The National Geographic Channel kicks off Expedition Week 2009 in the U.S. Sunday night with Search for the Amazon Headshrinkers—and an invitation to shrink your own head.
The program retraces the journey of explorer Edmundo Bielawski, who returned from the Amazon in the 1960s with film of a human head-shrinking ceremony featuring a recently deceased person’s actual head. (Purportedly, this is the only authentic footage of such a ceremony that’s known to exist.) The NatGeo Channel obtained an exclusive license to broadcast Bielawski’s archival footage.
The Shuar people of Ecuador and Peru shrank the heads of enemies to render them powerless, to gain authority over their wives and children, and to prevent their souls from taking vengeance. The process, as documented by Bielawski, was elaborate.

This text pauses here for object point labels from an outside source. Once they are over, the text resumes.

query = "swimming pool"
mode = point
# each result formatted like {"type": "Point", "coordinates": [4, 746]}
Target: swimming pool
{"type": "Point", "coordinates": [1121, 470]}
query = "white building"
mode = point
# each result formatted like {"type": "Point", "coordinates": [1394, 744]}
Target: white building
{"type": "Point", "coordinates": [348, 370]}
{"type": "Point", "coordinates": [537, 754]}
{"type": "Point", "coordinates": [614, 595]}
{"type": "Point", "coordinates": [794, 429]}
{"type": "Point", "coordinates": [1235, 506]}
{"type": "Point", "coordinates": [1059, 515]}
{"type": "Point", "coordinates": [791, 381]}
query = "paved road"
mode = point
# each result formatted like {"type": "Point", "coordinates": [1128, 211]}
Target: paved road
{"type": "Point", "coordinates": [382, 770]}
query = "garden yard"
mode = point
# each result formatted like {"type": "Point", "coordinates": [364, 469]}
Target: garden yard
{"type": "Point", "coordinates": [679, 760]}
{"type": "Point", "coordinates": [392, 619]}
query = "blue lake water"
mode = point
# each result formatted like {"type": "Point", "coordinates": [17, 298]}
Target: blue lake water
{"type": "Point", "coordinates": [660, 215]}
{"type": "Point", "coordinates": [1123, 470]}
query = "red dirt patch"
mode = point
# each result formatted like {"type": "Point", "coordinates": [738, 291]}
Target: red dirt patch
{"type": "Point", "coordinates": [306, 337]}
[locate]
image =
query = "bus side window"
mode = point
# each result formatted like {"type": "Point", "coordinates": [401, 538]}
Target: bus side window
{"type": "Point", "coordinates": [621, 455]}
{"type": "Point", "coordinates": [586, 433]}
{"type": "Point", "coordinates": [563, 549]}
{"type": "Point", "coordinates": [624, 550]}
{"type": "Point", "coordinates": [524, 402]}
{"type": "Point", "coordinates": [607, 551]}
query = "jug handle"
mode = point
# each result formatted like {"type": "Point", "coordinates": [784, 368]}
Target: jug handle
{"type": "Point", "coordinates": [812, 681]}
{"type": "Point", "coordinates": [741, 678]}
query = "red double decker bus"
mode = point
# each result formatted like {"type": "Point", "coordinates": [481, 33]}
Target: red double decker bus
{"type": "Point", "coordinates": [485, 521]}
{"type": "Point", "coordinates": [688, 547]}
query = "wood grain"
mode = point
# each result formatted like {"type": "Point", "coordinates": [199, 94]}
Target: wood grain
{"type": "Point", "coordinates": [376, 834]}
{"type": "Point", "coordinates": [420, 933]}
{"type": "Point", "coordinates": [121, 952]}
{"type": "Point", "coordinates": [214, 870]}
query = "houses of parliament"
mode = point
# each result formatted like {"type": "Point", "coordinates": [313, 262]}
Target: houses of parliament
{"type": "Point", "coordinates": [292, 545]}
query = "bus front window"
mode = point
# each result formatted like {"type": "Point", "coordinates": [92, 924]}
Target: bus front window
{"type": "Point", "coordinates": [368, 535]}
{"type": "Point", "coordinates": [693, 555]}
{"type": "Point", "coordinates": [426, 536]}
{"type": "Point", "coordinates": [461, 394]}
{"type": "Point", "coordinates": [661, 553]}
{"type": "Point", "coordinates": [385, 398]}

The fascination of Europeans and Americans with shrunken heads (called tsantsa in the Shuar language) during the late 19th and early 20th centuries may have increased local warfare, as warriors sought heads for trade.
Now there’s a safer, easier way: The Channel’s online Headshrinker lets you see how you, your friends and loved ones, and your favorite (or not-so-favorite) celebrities and politicians might look in portable tsantsa form.
Search for the Amazon Headshrinkers premieres at 9 p.m. Eastern and Pacific time Sunday night on the National Geographic Channel.